Paul Cornell delivered one of the most creative – and British – comic book series of all time with this take on the Batman and Robin of the UK. But ultimately, what elevates this series is that it’s not-so-secretly a treatise on why its important for comic books to be fun, as the modern grim-and-gritty era – in the form of the Joker – runs crashing into the more wistful and idyllic comic books of the ‘60s and ‘70s. Chock full of Easter Eggs, ridiculous one-off characters, and some truly deep emotion, Knight & Squire is the best Bat-book not featuring Batman released this year.
Writer Kelly Sue Deconnick, along with artists Emma Rios and later, Becky Cloonan, delivered what may be the definitive look at Spider-Man’s arch-enemy Norman Osborn… Without a single Spider-Man appearance. That’s no mean feat, but add in a host of entirely new villains and characters, a story that evokes political thrillers like All The Presidents Men, and jailbreak movies, and some of the most dense, provocative storytelling in mainstream comics, and you have the makings of a classic. Few villain series make you root for the villain, while still keeping them villainous. This series does that, and more. If you missed it the first time, don’t hesitate to pick it up.

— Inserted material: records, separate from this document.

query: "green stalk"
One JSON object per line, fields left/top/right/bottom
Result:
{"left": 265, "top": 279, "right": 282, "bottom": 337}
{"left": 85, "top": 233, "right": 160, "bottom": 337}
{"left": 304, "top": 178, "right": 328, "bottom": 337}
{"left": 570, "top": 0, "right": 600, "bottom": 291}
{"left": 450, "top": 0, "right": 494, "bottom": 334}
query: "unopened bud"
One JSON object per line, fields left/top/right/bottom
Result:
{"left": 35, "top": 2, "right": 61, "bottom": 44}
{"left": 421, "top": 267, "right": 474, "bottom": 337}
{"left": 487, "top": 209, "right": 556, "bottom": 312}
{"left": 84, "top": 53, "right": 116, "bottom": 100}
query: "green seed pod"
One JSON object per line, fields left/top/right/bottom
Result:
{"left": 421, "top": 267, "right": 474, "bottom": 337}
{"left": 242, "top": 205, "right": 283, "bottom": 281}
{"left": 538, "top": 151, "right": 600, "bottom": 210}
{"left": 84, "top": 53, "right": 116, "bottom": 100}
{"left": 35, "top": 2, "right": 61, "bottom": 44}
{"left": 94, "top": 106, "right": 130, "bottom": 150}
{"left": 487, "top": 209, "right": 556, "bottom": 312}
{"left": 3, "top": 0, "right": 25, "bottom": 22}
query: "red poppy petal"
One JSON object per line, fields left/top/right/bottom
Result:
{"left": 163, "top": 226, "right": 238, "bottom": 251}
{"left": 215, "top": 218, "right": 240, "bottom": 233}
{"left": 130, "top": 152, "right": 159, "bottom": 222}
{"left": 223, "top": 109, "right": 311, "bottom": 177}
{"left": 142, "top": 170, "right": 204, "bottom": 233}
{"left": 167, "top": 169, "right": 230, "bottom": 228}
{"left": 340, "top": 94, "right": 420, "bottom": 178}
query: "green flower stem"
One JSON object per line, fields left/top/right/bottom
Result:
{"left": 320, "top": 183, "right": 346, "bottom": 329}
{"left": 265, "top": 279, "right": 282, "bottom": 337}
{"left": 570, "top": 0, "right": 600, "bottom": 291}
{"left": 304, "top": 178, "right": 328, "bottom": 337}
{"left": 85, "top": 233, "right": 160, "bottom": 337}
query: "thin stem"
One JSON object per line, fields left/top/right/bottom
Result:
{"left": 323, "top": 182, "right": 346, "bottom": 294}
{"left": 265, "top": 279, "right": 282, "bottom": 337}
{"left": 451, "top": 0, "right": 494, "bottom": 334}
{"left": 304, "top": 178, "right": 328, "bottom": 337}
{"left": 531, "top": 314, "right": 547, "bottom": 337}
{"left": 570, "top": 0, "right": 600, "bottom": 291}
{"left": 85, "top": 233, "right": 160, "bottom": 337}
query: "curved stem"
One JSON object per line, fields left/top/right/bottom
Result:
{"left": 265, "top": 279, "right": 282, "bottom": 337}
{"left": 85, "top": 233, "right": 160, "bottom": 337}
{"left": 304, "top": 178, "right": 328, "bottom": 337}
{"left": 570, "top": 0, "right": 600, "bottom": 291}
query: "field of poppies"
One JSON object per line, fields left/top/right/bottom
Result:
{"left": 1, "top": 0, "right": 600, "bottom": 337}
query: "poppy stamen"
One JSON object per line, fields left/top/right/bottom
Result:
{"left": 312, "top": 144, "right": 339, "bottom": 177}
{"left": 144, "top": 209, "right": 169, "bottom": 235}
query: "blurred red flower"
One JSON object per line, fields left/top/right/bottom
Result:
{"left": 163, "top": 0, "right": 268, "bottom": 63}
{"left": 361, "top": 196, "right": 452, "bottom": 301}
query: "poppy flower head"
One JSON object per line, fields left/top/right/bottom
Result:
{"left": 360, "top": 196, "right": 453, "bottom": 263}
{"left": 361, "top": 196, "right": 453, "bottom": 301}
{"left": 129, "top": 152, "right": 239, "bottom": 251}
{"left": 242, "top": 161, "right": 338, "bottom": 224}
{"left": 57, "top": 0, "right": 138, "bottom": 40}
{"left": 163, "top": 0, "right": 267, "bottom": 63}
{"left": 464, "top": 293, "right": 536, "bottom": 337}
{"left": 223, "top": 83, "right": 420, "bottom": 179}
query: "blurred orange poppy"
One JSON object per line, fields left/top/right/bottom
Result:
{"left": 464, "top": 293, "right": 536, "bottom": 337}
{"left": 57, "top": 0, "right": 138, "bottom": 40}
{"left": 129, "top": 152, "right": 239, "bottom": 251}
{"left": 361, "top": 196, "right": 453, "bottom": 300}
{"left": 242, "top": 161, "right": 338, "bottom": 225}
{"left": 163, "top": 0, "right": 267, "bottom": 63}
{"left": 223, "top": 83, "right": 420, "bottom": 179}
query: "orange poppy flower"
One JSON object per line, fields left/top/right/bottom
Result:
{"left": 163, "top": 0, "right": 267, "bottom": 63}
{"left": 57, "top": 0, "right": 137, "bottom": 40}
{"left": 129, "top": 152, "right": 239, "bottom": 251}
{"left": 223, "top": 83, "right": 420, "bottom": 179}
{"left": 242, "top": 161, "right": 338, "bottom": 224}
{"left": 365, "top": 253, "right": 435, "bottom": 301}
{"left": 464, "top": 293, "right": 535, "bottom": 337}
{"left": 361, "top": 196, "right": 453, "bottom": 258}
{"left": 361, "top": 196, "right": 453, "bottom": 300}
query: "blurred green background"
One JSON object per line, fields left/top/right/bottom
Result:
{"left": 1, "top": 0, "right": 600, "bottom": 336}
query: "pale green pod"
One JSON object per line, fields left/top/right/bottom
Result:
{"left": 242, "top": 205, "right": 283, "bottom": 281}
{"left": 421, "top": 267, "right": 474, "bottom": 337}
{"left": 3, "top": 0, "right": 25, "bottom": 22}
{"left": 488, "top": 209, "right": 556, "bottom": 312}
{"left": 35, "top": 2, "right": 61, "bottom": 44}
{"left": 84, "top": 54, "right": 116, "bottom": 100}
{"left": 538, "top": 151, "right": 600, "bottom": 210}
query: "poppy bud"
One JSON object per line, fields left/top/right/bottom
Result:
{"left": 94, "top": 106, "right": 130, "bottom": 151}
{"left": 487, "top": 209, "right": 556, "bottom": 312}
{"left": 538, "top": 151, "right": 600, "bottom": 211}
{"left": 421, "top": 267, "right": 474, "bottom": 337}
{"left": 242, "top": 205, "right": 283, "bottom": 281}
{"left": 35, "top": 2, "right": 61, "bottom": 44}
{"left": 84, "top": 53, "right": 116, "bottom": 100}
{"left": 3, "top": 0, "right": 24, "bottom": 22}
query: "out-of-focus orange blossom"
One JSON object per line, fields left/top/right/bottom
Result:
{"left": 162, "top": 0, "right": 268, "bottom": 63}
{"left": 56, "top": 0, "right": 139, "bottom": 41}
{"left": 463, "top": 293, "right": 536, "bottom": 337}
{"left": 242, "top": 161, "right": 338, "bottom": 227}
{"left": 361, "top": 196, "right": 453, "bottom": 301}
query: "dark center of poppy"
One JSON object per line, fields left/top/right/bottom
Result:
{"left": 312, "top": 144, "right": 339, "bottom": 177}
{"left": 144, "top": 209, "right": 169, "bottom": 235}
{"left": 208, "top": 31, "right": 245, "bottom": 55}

There’s a lot of things that can go wrong when you take a web strip – even one as delightfully goofy as Axe Cop – and try to translate it to the longer format of a three issue comic book series. Lucky us, it worked perfectly with Bad Guy Earth, which found our weaponized police officer battling an entire planet full of evildoers throughout time and space. Plus, this may be the best, most ridiculous setup for a poop joke in the history of comic books. Axe Cop – which, in case you don’t know, is written by a five-year-old, and illustrated by his twenty-nine-year-old brother – is violent, bloody, frequently disgusting… And great for the whole family to read.
I think, at this point, it’s probably hard to argue that Locke & Key isn’t just the best mini-series of the first half of 2011, it’s the best comic book that’s currently being published, period. Writer Joe Hill and Gabriel Rodriguez aren’t just delivering one of the most original horror stories in comic book history, they’re truly creating a story that defies characterization, skipping easily between comedy, terror, drama, and the surreal. Nowhere was that better on display than Keys to the Kingdom, which had issues that skipped through an entire month, or were done in the style of Bill Watterson. It’s hard to discount how aware the team is of the comic book medium, either, using pages, panels, and issues to perfectly pace their long form story. Often, people will ask me, “What’s the next Sandman or Watchmen? What’s the next great series that’s currently running?” As we near the end of Hill and Rodriguez’s run, with only two more mini-series to go, it’s pretty clear the answer is Locke & Key.